Country: Indian living in the UAE

LGMD Sub-Type (if known): LGMD 2B/R2 Dysferlin-related

 

At what age were you diagnosed:

I was diagnosed at the age of 16. I got the genetic confirmation in February 2020.

What were your first symptoms:

Falling all of a sudden and getting up from sitting down on the ground were the first symptoms.

Do you have other family members who have LGMD:

No, none of my family members have LGMD. I am the only one diagnosed with LGMD.

What do you find to be the greatest challenges in living with LGMD:

Environmental barriers and wheelchair accessibility. Employment opportunities without the stigma attached on abilities that I have.  Lack of neurologists interested in LGMD and quick diagnosis response. Progression of LGMD, and how to deal with the ongoing challenges associated with the disease. Little to no guidance about the types of equipment that could be helpful for day-to-day activities.
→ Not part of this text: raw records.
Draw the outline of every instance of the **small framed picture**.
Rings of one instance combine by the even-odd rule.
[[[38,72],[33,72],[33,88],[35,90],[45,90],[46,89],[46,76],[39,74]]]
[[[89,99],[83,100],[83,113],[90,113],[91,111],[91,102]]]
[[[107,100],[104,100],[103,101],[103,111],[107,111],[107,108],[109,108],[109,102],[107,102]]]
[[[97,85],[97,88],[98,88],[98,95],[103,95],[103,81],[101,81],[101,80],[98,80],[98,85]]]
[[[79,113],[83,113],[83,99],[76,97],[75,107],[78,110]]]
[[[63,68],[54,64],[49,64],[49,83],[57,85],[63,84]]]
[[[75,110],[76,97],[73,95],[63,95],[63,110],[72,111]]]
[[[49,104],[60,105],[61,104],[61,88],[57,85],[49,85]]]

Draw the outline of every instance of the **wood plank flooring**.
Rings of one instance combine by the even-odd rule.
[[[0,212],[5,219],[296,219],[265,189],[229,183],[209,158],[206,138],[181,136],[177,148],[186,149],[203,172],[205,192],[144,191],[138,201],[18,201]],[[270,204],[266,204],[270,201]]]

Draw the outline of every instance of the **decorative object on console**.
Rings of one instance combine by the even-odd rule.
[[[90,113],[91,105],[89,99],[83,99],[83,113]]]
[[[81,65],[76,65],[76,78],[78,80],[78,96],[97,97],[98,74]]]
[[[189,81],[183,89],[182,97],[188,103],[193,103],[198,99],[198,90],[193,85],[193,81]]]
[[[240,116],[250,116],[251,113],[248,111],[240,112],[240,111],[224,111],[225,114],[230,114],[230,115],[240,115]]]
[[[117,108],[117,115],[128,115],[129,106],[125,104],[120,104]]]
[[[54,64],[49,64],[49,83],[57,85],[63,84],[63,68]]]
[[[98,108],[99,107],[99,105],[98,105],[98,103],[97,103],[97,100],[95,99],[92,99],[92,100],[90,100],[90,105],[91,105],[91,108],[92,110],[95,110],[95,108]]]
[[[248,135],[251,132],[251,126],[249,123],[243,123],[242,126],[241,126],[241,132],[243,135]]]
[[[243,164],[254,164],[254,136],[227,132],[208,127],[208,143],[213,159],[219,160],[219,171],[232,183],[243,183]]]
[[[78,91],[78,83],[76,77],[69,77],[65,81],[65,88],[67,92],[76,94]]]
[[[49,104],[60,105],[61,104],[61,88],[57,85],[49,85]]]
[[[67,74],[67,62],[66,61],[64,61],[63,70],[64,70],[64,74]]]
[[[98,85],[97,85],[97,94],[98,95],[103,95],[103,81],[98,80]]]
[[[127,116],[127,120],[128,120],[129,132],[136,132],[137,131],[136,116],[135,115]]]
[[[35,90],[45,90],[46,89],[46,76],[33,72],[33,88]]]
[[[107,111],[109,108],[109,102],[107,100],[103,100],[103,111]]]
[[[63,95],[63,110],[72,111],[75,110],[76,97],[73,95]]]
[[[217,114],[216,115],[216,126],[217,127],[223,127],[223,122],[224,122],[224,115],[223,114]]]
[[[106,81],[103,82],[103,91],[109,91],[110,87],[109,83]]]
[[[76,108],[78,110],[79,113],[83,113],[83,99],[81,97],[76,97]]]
What is your greatest accomplishment:

Starting a new job with a company in the UAE and them letting me work from home as an accessible accommodation to include me. Now I work every day at Inclusive to create a global impact and make this world more accessible Online and Offline.

How has LGMD influenced you into becoming the person you are today:

It has given me a new perspective on life and thought me to value my time and present abilities.

I may not be able to do everything physically like the next person but, that does not mean I have nothing to contribute to making an impact in the world we all share equally.

LGMD has taught me to be grateful about my family more so than before with their constant support.

It has made me live and love every moment ever more.

Since it is a degenerative disease, it progresses, things I may be able to do today, may not be the things I could be able to do in the coming year. So, I try to enjoy every physical movement I can do today, right now. Starting from combing my hair to making a cup of tea for myself, I value it.

What do you want the world to know about LGMD:

I want the world to know that this is a rare disease. It could happen to anyone. It could be you who are reading this, or it could be someone you may not know who might be living with this. But people are living with this muscle-wasting disease, that awaits its cure. I can give you an example of the pandemic and how scientists all around the world are racing to find a vaccine. Whereas for LGMD, research is going for decades without results, lack of funds or lack of government support are a few reasons for it. Starting from symptoms to diagnosis until the day I accepted LGMD and started living with it, has been a lonely journey. Support of my husband, family to friends is something that gives me courage every day. Lack of specialists, lack of proper knowledge about it is something that I face at every doctor’s visit. We need empathy in an environment without barriers. I was walking yesterday, and today I need a wheelchair. The justification of my condition will be easier if people would know about LGMD.

If your LGMD could be “cured” tomorrow, what would be the first thing that you would want to do:

The question I am answering is hypothetical. How I wish to have answered it as if it were practical and I look forward to the day with positivity and hope.

The day is maybe far, or it could be soon. I would love to go down on my knees and pray like I want to as we do in my religious belief. I would love to dance and skate, which I am no longer to do as I live with LGMD. I wish to drive a car. I long to become independent again.